That's what always happens. Almost like destiny. Not as mystic and important as Angel's but there nevertheless. An Angel who does have a few idea's. And here I am, babbling on and on and on and-- I could just kick myself if I were that flexible. Of *course* Angel has idea's, this his bloody son we're talking about!

Though what my coming closer to him has anything to do with that-- Oh.

It's like coming home. At least, this is what I imagine coming home to feel like. Since I've never had a home until now I don't really know what it feels like. But this has to be it. That feeling of warmth and security and love which wraps around me when his arms does. Unlike anything I've ever felt before. It's wonderful, it's fantastic, it's confusing and it's... so much there are no words.

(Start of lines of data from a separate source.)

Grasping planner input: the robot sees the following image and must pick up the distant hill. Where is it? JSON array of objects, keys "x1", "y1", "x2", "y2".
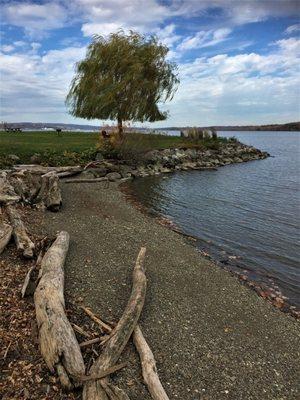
[
  {"x1": 162, "y1": 122, "x2": 300, "y2": 131},
  {"x1": 0, "y1": 122, "x2": 300, "y2": 131},
  {"x1": 0, "y1": 122, "x2": 99, "y2": 131}
]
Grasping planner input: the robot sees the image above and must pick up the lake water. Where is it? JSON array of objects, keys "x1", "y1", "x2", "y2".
[{"x1": 127, "y1": 132, "x2": 300, "y2": 307}]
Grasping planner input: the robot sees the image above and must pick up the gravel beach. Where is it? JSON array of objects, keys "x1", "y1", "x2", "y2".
[{"x1": 42, "y1": 182, "x2": 300, "y2": 400}]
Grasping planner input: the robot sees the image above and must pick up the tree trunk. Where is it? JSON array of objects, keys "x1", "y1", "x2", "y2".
[
  {"x1": 34, "y1": 232, "x2": 85, "y2": 389},
  {"x1": 132, "y1": 325, "x2": 169, "y2": 400}
]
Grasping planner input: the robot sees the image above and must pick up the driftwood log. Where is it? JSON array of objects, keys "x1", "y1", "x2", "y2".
[
  {"x1": 0, "y1": 171, "x2": 20, "y2": 204},
  {"x1": 6, "y1": 204, "x2": 35, "y2": 258},
  {"x1": 0, "y1": 222, "x2": 13, "y2": 254},
  {"x1": 132, "y1": 325, "x2": 169, "y2": 400},
  {"x1": 34, "y1": 171, "x2": 62, "y2": 211},
  {"x1": 34, "y1": 232, "x2": 85, "y2": 389},
  {"x1": 83, "y1": 247, "x2": 146, "y2": 400}
]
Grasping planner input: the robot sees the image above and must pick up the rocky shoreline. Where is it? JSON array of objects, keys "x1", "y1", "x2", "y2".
[{"x1": 82, "y1": 141, "x2": 270, "y2": 181}]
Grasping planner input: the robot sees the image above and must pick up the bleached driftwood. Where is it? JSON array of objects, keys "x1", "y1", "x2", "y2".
[
  {"x1": 0, "y1": 171, "x2": 20, "y2": 204},
  {"x1": 0, "y1": 167, "x2": 61, "y2": 211},
  {"x1": 132, "y1": 325, "x2": 169, "y2": 400},
  {"x1": 34, "y1": 232, "x2": 85, "y2": 389},
  {"x1": 6, "y1": 204, "x2": 35, "y2": 258},
  {"x1": 83, "y1": 247, "x2": 146, "y2": 400},
  {"x1": 0, "y1": 222, "x2": 13, "y2": 254}
]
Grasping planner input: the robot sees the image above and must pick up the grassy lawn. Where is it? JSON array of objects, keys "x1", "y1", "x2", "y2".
[
  {"x1": 0, "y1": 132, "x2": 99, "y2": 160},
  {"x1": 0, "y1": 131, "x2": 230, "y2": 166}
]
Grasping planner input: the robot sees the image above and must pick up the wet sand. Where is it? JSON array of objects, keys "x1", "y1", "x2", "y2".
[{"x1": 43, "y1": 183, "x2": 300, "y2": 400}]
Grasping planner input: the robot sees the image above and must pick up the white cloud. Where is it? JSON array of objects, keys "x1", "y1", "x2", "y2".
[
  {"x1": 284, "y1": 24, "x2": 300, "y2": 35},
  {"x1": 1, "y1": 44, "x2": 15, "y2": 53},
  {"x1": 2, "y1": 2, "x2": 67, "y2": 36},
  {"x1": 177, "y1": 28, "x2": 231, "y2": 51},
  {"x1": 81, "y1": 22, "x2": 124, "y2": 36}
]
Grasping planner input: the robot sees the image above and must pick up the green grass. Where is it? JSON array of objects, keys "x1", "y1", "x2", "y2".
[
  {"x1": 0, "y1": 131, "x2": 233, "y2": 166},
  {"x1": 0, "y1": 132, "x2": 99, "y2": 159}
]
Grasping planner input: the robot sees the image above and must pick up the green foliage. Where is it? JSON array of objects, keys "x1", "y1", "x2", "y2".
[{"x1": 66, "y1": 30, "x2": 179, "y2": 126}]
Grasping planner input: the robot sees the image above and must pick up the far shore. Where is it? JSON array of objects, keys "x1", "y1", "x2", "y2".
[{"x1": 37, "y1": 182, "x2": 300, "y2": 400}]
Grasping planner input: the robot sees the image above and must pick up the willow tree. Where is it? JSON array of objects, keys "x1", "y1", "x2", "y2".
[{"x1": 66, "y1": 31, "x2": 179, "y2": 134}]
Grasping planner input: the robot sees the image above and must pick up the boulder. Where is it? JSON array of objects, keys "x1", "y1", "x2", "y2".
[
  {"x1": 106, "y1": 172, "x2": 122, "y2": 182},
  {"x1": 95, "y1": 153, "x2": 104, "y2": 161},
  {"x1": 30, "y1": 153, "x2": 42, "y2": 164},
  {"x1": 7, "y1": 154, "x2": 20, "y2": 163}
]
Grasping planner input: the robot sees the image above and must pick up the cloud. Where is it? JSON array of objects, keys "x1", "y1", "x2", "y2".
[
  {"x1": 1, "y1": 2, "x2": 66, "y2": 36},
  {"x1": 0, "y1": 47, "x2": 86, "y2": 121},
  {"x1": 164, "y1": 39, "x2": 300, "y2": 126},
  {"x1": 1, "y1": 44, "x2": 15, "y2": 53},
  {"x1": 177, "y1": 28, "x2": 231, "y2": 51},
  {"x1": 284, "y1": 24, "x2": 300, "y2": 35}
]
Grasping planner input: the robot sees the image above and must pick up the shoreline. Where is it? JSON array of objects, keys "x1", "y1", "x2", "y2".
[
  {"x1": 43, "y1": 182, "x2": 299, "y2": 400},
  {"x1": 3, "y1": 181, "x2": 300, "y2": 400},
  {"x1": 119, "y1": 182, "x2": 300, "y2": 319}
]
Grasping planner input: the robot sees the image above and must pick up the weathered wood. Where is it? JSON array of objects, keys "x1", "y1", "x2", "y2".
[
  {"x1": 35, "y1": 171, "x2": 62, "y2": 211},
  {"x1": 6, "y1": 204, "x2": 35, "y2": 258},
  {"x1": 82, "y1": 363, "x2": 127, "y2": 382},
  {"x1": 64, "y1": 176, "x2": 108, "y2": 183},
  {"x1": 0, "y1": 171, "x2": 20, "y2": 204},
  {"x1": 34, "y1": 232, "x2": 85, "y2": 389},
  {"x1": 0, "y1": 222, "x2": 13, "y2": 254},
  {"x1": 132, "y1": 325, "x2": 169, "y2": 400},
  {"x1": 79, "y1": 338, "x2": 101, "y2": 348},
  {"x1": 21, "y1": 266, "x2": 36, "y2": 298},
  {"x1": 83, "y1": 247, "x2": 146, "y2": 400}
]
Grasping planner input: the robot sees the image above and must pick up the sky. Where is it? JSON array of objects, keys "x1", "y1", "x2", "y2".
[{"x1": 0, "y1": 0, "x2": 300, "y2": 127}]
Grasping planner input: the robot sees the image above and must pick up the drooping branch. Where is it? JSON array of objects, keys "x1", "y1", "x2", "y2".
[
  {"x1": 83, "y1": 247, "x2": 146, "y2": 400},
  {"x1": 132, "y1": 325, "x2": 169, "y2": 400},
  {"x1": 34, "y1": 232, "x2": 85, "y2": 389}
]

I look into his eyes, my own far to wide and somewhat misty at his next words. Now he says it. There's this small voice mocking that Sure, *now* he can say it, but I ignore it. I just stare at him, letting those words sink in, mulling them over in my mind, fully realizing that Angel is *not* a man of words when it comes to expressing himself. Though saying 'I love you' in front of friends shouldn't be that hard.

There's a smile slipping on my face. And even if it's not as bright and beaming feeling, it should be. My hands come up to cup his face as I shuffle closer. "Kiss me please?" I ask, pretending not to notice how much I sound like a girl, nor the tremble in my voice.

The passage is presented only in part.